Today, his identity in the country is because of the Congress, because of Indira Gandhi, Rajiv Gandhi, P V Narasimha Rao and Sonia Gandhi. I do not think the way he has expressed his sentiment can be called proper Whatever our identity is today is due to the faith the Congress high command had in us. How many people get a chance? No one in the country expected that Azad saab would now write such a letter, he said.
Questioning the timing of the decision, at a time when Sonia is abroad for a medical check-up, Gehlot said: This, I believe, is against human nature, against sensitivity.

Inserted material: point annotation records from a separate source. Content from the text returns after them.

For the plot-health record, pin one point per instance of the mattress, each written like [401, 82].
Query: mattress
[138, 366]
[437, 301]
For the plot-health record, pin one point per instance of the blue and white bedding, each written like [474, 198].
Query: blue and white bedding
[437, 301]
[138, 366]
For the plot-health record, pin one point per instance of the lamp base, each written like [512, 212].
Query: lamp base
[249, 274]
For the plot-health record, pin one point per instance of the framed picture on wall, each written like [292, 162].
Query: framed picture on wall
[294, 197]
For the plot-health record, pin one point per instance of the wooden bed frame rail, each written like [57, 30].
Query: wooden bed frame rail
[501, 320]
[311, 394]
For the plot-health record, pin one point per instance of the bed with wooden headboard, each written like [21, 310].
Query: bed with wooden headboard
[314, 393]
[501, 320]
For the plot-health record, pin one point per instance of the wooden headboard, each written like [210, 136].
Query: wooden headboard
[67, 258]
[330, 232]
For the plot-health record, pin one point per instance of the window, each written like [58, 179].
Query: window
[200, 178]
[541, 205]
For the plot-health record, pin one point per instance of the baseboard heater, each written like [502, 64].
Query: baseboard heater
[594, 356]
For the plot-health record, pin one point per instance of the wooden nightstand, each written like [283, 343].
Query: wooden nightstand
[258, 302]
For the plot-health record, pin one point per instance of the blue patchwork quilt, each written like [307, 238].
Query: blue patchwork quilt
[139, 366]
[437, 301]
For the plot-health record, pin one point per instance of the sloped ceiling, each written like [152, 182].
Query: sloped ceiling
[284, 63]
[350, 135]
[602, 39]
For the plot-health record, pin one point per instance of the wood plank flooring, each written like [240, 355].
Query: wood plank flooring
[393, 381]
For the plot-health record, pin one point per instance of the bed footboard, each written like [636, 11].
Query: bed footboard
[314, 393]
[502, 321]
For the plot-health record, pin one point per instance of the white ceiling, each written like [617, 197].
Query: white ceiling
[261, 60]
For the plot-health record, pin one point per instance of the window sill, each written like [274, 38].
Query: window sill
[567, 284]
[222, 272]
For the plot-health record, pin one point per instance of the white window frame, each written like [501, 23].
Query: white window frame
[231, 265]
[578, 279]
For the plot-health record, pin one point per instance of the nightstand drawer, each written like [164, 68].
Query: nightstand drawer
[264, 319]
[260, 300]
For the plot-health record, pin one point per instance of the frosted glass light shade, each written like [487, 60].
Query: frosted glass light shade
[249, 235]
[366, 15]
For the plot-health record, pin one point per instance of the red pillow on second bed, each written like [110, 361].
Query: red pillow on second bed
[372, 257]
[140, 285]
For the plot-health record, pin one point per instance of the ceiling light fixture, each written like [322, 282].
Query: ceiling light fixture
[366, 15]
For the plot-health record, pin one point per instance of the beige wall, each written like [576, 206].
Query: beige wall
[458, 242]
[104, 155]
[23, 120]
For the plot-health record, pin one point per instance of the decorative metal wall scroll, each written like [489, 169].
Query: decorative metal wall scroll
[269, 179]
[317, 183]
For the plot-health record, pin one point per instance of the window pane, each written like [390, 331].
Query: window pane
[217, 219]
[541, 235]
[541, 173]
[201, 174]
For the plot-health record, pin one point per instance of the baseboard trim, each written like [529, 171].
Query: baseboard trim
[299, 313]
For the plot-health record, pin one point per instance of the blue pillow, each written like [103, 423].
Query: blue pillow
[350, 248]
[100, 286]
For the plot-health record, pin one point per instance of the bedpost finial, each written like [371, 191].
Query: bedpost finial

Baghel said Azad was constantly trying to harm the party. The party had given him full respect. He was made a cabinet minister and chief minister. His exit will cause no loss to the party, he said.
Leader of the Opposition in Rajya Sabha Mallikarjun Kharge said Azads remarks against Rahul were not in good taste. He enjoyed everything, power and authority, for a long time and is now finding fault, he said.